Tell your healthcare provider about all the medicines you take, including prescription and over-the-counter medicines, vitamins, and herbal supplements. Especially tell your healthcare provider if you take the following medicines due to a higher chance for serious infections:

  • Kineret® (anakinra), Orencia® (abatacept), Rituxan® (rituximab), or Tysabri® (natalizumab)
  • medicines called Tumor Necrosis Factor (TNF) blockers, such as  Remicade® (infliximab), Humira® (adalimumab), Enbrel® (etanercept), or Simponi®(golimumab)

Ask your healthcare provider if you are not sure. You should not take CIMZIA while you take any of these medicines.

How should I receive CIMZIA?

CIMZIA comes as a lyophilized powder or a solution in a prefilled syringe for injection. If your healthcare provider prescribes the CIMZIA powder, CIMZIA should be injected by a healthcare provider.
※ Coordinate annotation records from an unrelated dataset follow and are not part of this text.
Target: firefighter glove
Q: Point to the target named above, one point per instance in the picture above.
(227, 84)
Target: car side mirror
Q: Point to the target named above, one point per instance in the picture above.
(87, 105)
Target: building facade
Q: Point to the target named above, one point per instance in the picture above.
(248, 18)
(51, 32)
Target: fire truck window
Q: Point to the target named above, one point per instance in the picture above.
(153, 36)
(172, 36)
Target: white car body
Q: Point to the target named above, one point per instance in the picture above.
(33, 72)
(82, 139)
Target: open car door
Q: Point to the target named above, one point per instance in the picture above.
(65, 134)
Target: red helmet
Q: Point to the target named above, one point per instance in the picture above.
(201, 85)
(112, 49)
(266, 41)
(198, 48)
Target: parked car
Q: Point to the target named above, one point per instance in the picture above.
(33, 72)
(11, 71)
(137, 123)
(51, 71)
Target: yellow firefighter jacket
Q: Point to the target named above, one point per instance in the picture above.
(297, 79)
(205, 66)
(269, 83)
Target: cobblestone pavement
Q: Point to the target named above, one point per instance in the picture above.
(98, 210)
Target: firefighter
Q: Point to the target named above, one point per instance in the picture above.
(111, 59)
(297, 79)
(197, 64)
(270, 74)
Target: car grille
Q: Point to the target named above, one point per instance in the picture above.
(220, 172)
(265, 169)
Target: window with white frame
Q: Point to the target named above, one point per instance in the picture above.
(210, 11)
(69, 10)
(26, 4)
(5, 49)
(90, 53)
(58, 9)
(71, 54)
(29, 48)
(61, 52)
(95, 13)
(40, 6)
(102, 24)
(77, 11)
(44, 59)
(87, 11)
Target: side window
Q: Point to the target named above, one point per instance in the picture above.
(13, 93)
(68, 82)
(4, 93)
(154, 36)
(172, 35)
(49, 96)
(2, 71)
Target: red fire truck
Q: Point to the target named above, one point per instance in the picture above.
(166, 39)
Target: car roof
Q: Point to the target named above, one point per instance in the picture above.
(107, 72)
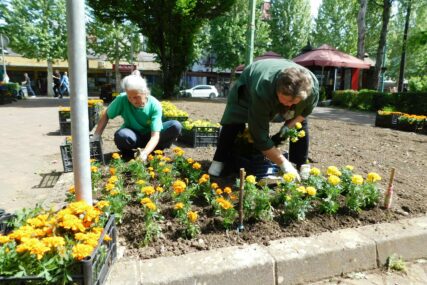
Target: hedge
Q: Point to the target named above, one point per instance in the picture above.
(371, 100)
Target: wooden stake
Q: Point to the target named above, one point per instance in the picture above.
(240, 228)
(388, 198)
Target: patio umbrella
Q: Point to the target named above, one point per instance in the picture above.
(327, 56)
(266, 55)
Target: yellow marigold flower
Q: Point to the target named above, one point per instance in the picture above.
(192, 216)
(151, 206)
(227, 190)
(190, 160)
(179, 206)
(148, 190)
(102, 204)
(349, 167)
(251, 179)
(197, 166)
(159, 189)
(373, 177)
(113, 179)
(357, 179)
(333, 170)
(311, 190)
(179, 186)
(145, 200)
(109, 186)
(80, 251)
(315, 171)
(301, 189)
(289, 177)
(4, 239)
(52, 242)
(334, 180)
(166, 170)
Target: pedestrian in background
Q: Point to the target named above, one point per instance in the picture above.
(27, 83)
(64, 85)
(57, 84)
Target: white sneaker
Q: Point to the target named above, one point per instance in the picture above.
(216, 168)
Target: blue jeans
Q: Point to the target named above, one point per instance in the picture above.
(127, 140)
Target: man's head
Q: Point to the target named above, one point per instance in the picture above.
(293, 86)
(136, 90)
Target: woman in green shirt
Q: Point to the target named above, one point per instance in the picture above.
(142, 116)
(264, 89)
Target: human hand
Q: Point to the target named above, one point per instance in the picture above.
(287, 167)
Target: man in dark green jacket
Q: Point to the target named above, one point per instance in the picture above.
(265, 89)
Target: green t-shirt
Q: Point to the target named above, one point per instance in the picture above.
(144, 120)
(253, 99)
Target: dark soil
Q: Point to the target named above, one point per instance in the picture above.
(334, 141)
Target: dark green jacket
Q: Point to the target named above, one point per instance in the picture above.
(253, 99)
If your healthcare provider prescribes the prefilled syringe, you will be trained on how to inject CIMZIA. See the booklet called “Instructions for Use” packaged in your CIMZIA prefilled syringe kit for complete instructions for use. Do not give yourself an injection of CIMZIA unless you have been shown by your healthcare provider, or they can train someone you know to help you with your injection. CIMZIA is given by an injection under the skin. Your healthcare provider will tell you how much and how often to inject CIMZIA. Do not use more CIMZIA or inject more often than prescribed.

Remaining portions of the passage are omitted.